With Ruby and gem installed on your machine, run in a terminal/command prompt:
$ gem install soda-ruby
Add sudo
in front of the above for a system-wide install on Unix-like machines. Information about local gem install can be found here.
Then, add the line:
gem 'soda-ruby', :require => 'soda'
to a file named Gemfile
placed either in the current directory or in folder part of the gems path found of your machine (more here).
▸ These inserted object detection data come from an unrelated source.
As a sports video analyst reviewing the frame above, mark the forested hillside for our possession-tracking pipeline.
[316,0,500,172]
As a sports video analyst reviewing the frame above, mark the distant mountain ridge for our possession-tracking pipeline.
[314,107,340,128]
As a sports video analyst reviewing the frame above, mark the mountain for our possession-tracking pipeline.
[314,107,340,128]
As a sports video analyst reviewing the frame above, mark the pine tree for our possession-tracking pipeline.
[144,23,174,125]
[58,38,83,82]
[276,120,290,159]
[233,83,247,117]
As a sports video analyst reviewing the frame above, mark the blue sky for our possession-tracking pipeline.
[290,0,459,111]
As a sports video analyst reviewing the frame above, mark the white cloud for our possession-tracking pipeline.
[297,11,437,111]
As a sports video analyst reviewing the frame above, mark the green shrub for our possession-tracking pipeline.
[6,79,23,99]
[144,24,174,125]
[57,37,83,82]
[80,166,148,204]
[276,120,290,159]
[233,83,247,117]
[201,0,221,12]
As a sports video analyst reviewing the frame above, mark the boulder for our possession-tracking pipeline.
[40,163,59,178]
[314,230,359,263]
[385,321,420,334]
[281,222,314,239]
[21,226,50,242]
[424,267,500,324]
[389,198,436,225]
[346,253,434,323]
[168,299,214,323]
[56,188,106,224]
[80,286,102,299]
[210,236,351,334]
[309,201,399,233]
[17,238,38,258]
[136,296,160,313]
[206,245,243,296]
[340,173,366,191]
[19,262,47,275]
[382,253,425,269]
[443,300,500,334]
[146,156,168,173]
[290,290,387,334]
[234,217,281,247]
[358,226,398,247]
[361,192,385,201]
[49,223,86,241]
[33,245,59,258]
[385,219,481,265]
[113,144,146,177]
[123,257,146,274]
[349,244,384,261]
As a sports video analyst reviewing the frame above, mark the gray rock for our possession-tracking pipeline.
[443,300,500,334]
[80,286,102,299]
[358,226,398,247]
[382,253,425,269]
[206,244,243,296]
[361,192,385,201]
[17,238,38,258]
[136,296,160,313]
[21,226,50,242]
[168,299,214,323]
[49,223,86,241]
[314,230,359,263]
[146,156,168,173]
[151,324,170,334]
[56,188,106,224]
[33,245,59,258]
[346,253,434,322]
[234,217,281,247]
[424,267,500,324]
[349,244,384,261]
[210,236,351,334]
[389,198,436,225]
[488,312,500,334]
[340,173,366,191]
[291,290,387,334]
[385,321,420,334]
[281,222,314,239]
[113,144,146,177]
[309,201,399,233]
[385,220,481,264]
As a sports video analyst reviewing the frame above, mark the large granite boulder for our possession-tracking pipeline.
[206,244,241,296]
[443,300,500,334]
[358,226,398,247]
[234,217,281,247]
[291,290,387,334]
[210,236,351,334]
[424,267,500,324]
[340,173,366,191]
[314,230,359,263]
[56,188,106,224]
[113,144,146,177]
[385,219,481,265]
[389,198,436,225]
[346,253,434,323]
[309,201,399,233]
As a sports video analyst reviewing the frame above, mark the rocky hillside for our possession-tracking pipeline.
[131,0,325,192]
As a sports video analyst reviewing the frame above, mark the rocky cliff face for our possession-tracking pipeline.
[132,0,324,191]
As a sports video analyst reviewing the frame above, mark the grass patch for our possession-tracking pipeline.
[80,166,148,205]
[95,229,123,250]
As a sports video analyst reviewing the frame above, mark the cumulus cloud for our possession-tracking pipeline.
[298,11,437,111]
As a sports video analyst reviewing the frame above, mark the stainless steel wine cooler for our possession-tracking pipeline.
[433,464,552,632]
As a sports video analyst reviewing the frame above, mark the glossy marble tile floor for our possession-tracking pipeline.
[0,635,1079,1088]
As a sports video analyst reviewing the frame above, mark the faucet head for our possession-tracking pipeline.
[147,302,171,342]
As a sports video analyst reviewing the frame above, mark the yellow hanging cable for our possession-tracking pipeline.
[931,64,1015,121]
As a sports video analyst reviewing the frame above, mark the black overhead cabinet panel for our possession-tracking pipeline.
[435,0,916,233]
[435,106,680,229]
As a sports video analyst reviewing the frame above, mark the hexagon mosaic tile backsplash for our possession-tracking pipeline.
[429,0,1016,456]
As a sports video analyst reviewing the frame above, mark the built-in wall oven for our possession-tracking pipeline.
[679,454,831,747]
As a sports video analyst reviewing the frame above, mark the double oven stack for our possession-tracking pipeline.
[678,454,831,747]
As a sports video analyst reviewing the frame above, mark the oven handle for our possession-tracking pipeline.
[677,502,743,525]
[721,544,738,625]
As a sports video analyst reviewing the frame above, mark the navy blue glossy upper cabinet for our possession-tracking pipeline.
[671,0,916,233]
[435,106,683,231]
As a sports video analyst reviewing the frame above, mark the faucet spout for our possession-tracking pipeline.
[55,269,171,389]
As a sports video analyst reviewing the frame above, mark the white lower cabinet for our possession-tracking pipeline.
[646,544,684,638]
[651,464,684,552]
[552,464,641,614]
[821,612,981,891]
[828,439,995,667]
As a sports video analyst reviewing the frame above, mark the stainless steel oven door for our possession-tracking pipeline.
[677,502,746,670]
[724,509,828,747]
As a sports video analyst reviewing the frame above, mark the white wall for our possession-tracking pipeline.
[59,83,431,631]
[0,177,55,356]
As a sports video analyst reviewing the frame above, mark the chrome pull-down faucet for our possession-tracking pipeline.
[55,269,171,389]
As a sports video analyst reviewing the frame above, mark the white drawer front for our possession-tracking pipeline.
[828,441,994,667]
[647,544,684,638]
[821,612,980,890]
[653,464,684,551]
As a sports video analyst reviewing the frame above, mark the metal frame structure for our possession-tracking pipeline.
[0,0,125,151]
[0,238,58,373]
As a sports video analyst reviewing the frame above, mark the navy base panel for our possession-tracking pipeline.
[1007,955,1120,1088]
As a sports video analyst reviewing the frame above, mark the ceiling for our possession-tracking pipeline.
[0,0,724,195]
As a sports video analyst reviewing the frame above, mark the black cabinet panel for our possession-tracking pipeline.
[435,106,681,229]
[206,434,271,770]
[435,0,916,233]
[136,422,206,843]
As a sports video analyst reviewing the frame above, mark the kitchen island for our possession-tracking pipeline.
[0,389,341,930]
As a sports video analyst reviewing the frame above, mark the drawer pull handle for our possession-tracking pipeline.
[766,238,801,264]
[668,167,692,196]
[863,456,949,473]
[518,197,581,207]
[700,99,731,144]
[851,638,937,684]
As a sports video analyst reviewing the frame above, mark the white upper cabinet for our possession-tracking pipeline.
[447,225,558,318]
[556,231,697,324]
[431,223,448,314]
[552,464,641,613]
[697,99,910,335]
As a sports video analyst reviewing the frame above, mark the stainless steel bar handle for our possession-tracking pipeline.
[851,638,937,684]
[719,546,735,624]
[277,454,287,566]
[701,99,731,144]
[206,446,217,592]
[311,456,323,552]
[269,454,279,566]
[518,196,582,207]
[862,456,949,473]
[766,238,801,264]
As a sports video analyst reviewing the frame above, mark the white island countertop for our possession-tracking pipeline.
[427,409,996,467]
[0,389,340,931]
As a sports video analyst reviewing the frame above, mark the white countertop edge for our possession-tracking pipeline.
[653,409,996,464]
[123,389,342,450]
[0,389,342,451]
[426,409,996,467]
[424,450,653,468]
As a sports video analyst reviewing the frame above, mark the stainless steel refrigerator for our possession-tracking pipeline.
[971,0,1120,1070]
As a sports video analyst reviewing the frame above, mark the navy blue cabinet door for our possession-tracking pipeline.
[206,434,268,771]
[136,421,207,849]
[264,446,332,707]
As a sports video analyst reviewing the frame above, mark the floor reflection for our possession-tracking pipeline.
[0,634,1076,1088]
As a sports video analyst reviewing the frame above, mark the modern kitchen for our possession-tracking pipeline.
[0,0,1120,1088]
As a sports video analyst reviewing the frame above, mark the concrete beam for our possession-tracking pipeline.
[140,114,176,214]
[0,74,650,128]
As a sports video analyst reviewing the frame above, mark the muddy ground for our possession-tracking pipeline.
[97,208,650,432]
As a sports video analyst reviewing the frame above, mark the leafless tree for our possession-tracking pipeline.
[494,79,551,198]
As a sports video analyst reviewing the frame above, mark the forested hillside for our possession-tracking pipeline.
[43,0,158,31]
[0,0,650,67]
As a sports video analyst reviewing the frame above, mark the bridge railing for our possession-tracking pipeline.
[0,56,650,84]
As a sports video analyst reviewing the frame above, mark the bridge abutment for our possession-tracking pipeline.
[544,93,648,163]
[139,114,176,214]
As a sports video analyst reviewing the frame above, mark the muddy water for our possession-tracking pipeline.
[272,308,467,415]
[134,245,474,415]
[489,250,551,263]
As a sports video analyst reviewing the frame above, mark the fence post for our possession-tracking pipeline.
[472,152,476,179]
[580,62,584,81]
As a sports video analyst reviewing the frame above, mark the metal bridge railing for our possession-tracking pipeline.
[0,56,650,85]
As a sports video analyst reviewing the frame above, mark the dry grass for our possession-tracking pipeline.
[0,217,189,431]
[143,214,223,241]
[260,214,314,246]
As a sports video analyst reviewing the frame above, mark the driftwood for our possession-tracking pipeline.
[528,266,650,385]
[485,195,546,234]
Head to opendata.socrata.com, browse or search for a dataset that you like and click on its link. I chose a list of the Guardian's "Top 1,000 Songs to Hear Before You Die" which can be viewed here. Here is a screenshot of the web page in question:
Then,
Click on Export
, a blue button on the upper right side of the page.
Click on Soda API
, the upper-most tab under Export
.
Copy the API Access Endpoint
, under the Soda API
tab.
In our case the API Access Endpoint is:
http://opendata.socrata.com/resource/ed74-c6ni.json
The API Access Endpoint represent the link between the dataset hosted on Socrata and the API, in our case soda-ruby. It contains two pieces of important information: the domain name and the dataset identifier. From the Socrata offical docs, take note that the API Access Endpoint corresponds to:
http://$domain/resource/$dataset_identifier
So, in our case the domain name is opendata.socrata.com
and the dataset identifier is ed74-c6ni
. Note that .json
is just the file extension, not needed to access the dataset).
Now, call the %%ruby
IPython inline magic to turn on Ruby inside the cell below:
%%ruby --out socrata_data
# with --out, data written to the stdout in this ruby cell
# will be mapped to a Python variable (socrata_data) after execution.
require 'soda/client'
require 'json'
# Set up client object with domain and application token
client = SODA::Client.new({:domain => "opendata.socrata.com",
:app_token => "eqZC5q2iEmFXdIu2qEbtZkWgP"})
# Get data with dataset identifier
response = client.get("ed74-c6ni")
# Print dataset to stdout as a JSON
puts response.to_json
And there you go, the Socrata dataset in now inside our IPython namespace!
Next, we will handle the dataset inside IPython using the popular pandas
module, so
import pandas as pd
# Read the retrieved JSON dataset (df stands for dataframe)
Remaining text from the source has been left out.